American military officers can no longer attend Ivy League and top universities for professional education programmes, the US Department of Defense has announced. Certain Senior Service College fellowship programmes would be eliminated beginning with the 2026-2027 academic year, Defence Secretary Pete Hegseth said.
“We must develop strategic thinkers through education grounded in the founding principles and documents of the republic, embracing peace through strength and American ideals, and focused on our national strategies and grounded in realism,” Hegseth wrote in a memo. “We will no longer invest in institutions that fail to sharpen our leaders' warfighting capabilities or that undermine the very values they are sworn to defend.”
The decision removes several prominent universities from the Pentagon's approved list for officer fellowships and graduate-level programmes. The institutions include Ivy League universities such as Harvard, Yale, Columbia, Brown and Princeton, as well as other top schools including the Massachusetts Institute of Technology, Carnegie Mellon University and the Johns Hopkins University School of Advanced International Studies.
The Pentagon is also cutting ties with several think tanks known for defence and national security research. These include the Center for Strategic and International Studies, New America, the Brookings Institution, the Atlantic Council, the Center for a New American Security, the Council on Foreign Relations and the Henry L. Stimson Centre.

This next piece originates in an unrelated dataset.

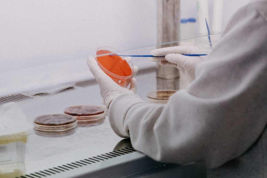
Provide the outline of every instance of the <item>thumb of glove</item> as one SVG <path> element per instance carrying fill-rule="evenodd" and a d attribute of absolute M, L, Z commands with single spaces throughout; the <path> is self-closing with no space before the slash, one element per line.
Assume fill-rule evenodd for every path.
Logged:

According to the Defense Department, 93 military personnel are currently enrolled in graduate programmes and fellowships at the affected institutions. Many of these courses are designed for mid- and senior-level officers studying national security and international affairs. Harvard hosts the largest group, with 21 officers enrolled.
Some of the universities being removed from the list have long-standing partnerships with the US military in emerging technology fields. For example, the Army's Artificial Intelligence Integration Center is based at Carnegie Mellon University and works to connect the service with private-sector AI research.
The US Space Force has also partnered with the Johns Hopkins University School of Advanced International Studies to provide intermediate and senior-level officer education programmes.
This follows an earlier decision this month to cancel professional military education, fellowship and certificate programmes with Harvard.
In a video posted on X, Hegseth criticised elite universities, saying, “For decades, the Ivy League and similar institutions have gorged themselves on a trust fund of American taxpayer dollars, only to become factories of anti-American resentment and military disdain.”
For too long, the Ivy League and similar institutions have been subjecting our warriors to woke indoctrination—those days are over. pic.twitter.com/0xMC6BArDd
— Secretary of War Pete Hegseth (@SecWar) February 27, 2026
The Pentagon said it is considering new academic partners, including Liberty University, George Mason University, Pepperdine University, the University of Tennessee, the University of Michigan, the University of Nebraska, the University of North Carolina, Clemson University and Baylor University.